O GLOBO - 23/08
‘Contabilidade criativa’, capitalização de bancos por meio de endividamento, intervenção na formação de preços e inflação aumentam fuga de divisas
O fato de a desvalorização do real não ser algo isolado, fazer parte de um movimento planetário que atinge economias emergentes, parece álibi perfeito para a reação típica de autoridades de culpar causas externas por problemas domésticos. Mas não é bem assim.
Por trás de tudo, está a proximidade do fim do “relaxamento monetário”, instituído pelo banco central americano (Fed) para recuperar a economia, por meio da injeção periódica de bilhões de dólares, via recompra de títulos. Depois de mais de US$ 3 trilhões colocados em circulação, a economia americana firma uma tendência de recuperação. Para não gerar pressões inflacionárias perigosas, o Fed suspenderá essas operações, e o capital financeiro que gira no mundo, diante da perspectiva de alta dos juros americanos, começa a buscar títulos do Tesouro dos EUA. Natural que economias emergentes percam atratividade. Porém, há emergentes mais atingidos que outros. Por fragilidades próprias, caso do Brasil.

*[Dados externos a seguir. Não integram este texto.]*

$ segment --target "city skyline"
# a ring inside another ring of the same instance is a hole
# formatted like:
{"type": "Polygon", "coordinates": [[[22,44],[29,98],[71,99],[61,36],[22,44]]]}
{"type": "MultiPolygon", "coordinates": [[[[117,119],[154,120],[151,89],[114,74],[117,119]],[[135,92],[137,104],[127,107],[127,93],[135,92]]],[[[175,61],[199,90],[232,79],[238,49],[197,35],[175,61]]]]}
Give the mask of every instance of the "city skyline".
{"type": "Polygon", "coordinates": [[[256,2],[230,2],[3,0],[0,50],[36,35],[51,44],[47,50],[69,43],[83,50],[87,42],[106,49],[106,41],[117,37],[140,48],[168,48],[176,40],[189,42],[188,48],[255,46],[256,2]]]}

No inventário de decisões erradas na condução da economia, que hoje cobram um preço na forma de desvalorização exacerbada da moeda, está a “contabilidade criativa”, idealizada para, ingenuamente, tentar camuflar uma política fiscal expansionista enquanto o discurso oficial é o oposto. Relacionado a esta “criatividade”, há o uso desregrado do endividamento público para capitalizar BNDES, BB, CEF, aumentando o risco fiscal. Tudo mina a credibilidade do país diante do investidor externo — e interno —, problema amplificado pela leniência demonstrada com a inflação. Há, ainda, o intervencionismo na formatação de leilões de concessão, com o tabelamento de taxas de retorno. Bem como o dirigismo estatal no congelamento de combustíveis, dramático para o caixa a Petrobras, quando a empresa precisa de recursos para ampliar a fronteira de exploração do pré-sal.
Ainda no quesito da formação artificial de preços, há um subsídio na conta de luz, a fim de bancar o corte pré-definido de 20% no custo final da energia. Nele, há o risco de se criar no Tesouro um daqueles "esqueletos" fiscais descobertos quando o Plano Real estabilizou a economia.
Há entre os agentes econômicos a correta percepção de que os subsídios apenas reprimem inflação. Formam no subsolo da economia um tsunami de inflação represada.
Pode ser que o governo já tenha se convencido de alguns desses erros. O mal, porém, no entendimento do mercado, está feito. E como a percepção dos descaminhos na política econômica coincidiram com o início da contagem regressiva do fim da política do Fed de "relaxamento monetário", a fuga de divisas para o mercado americano pune o Brasil mais que outros países, inclusive latino-americanos. Claro que quanto mais cedo os rumos da política econômica forem ajustados, também mais cedo a dose extra de punição será atenuada. O mundo acompanhará com atenção as próximas reuniões do Copom e as licitações de portos, estradas e ferrovias que se aproximam.